自分も日本IBMで味わったのですが、「間違った成果主義」ほど会社をダメにするものはありません。社員のモチベーションは下がり、会社の業績も落ちます。一方で、ダラダラ残業して残業代を稼ぐというのも嫌です。

そんなわけでずっとモヤモヤしてたのですが、数年前にこの問題について調べて、そもそも日本で議論されている「成果主義」の定義が変だと気づきました。それは、ドラッカーが述べる「成果」の定義が一般に言われていることと異なるからです。「明日を支配するもの」のp23には次のような記述があります。
すでに50年も前から、金銭だけで動機づけすることはできないことが明らかになっている。報酬に不満があれば、やる気は失われる。だが報酬への満足は、40年前にフレデリック・ハーツバーグが、その著書『仕事の動機づけ』(1959)において名づけたように、衛生的要因の充足にすぎない。 
このように、報酬の効果は限定的で、日本で行われている「金銭で報いる成果主義」を否定しています。 では、ドラッカーは「成果」をどのように定義しているのでしょうか?それはこの後の文章に表れています。
したがって、とくにこれからは、人をマネジメントすることは、仕事をマーケティングすることを意味するようになる。マーケティングの出発点は、組織が何を望むかではない。相手が何を望むか、相手にとっての価値は何か、目的は何か、成果は何かである。つまり、適用すべきはX理論でもY理論でもなく、いかなる管理論でもないということである。
このように、「顧客が望むもの」を成果と定義しています。決して業績なんかではありません。業績は「組織が望むもの」であって、「顧客が望むもの」ではありません。
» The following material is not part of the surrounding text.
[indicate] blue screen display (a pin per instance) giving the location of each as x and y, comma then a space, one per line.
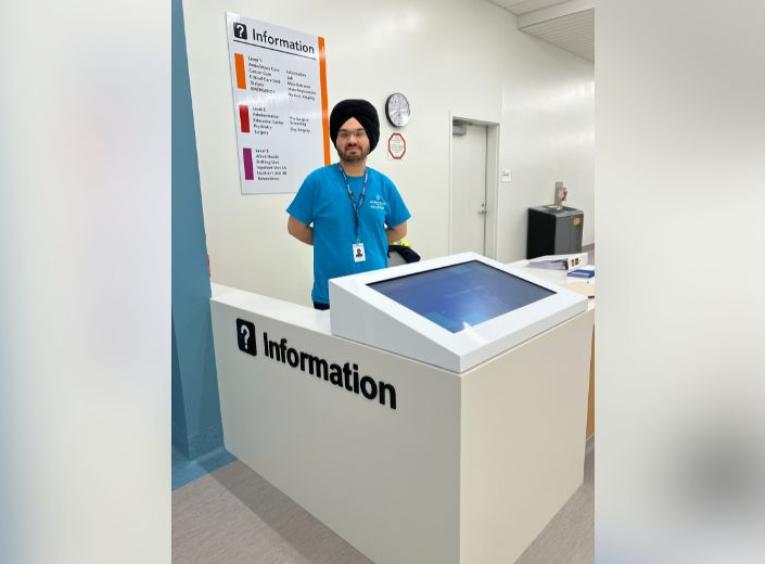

ドラッカーは口が酸っぱくなるほど、顧客のことを第一に取り上げます。「組織の中にプロフィットセンターはない」 という発言も何度も出て来ます。

ではなぜこのようなことを言ってるのでしょうか。それは、多くの人が、組織の中で成果に結び付くことのない仕事に忙殺されているからなんですね。賽の河原の積み石のような作業が企業の中にはたくさんあります。それを止めるために、「それは顧客のためになっているか」を考えるのが「成果主義」です。

ただ注意しておかないといけないのは、「顧客のためになっているか」を狭く捉えてはいけないということです。福利厚生や日常的な雑談といったものは短期的は顧客のためにはなっていません。しかし、それらを排除してしまうと、社内がギスギスして、長期的には顧客のためにはなりません。ほぼ日での上田惇生さんとの対談でもそのようなことが語られてます。

逆に、複雑怪奇な社内プロセスほど、顧客のためにはならず、組織のモチベーションを下げるものはありません。これらは真っ先に排除、あるいは縮小すべきでしょう。社内プロセス地獄だった日本IBMが沈没したのも当然でしょうね。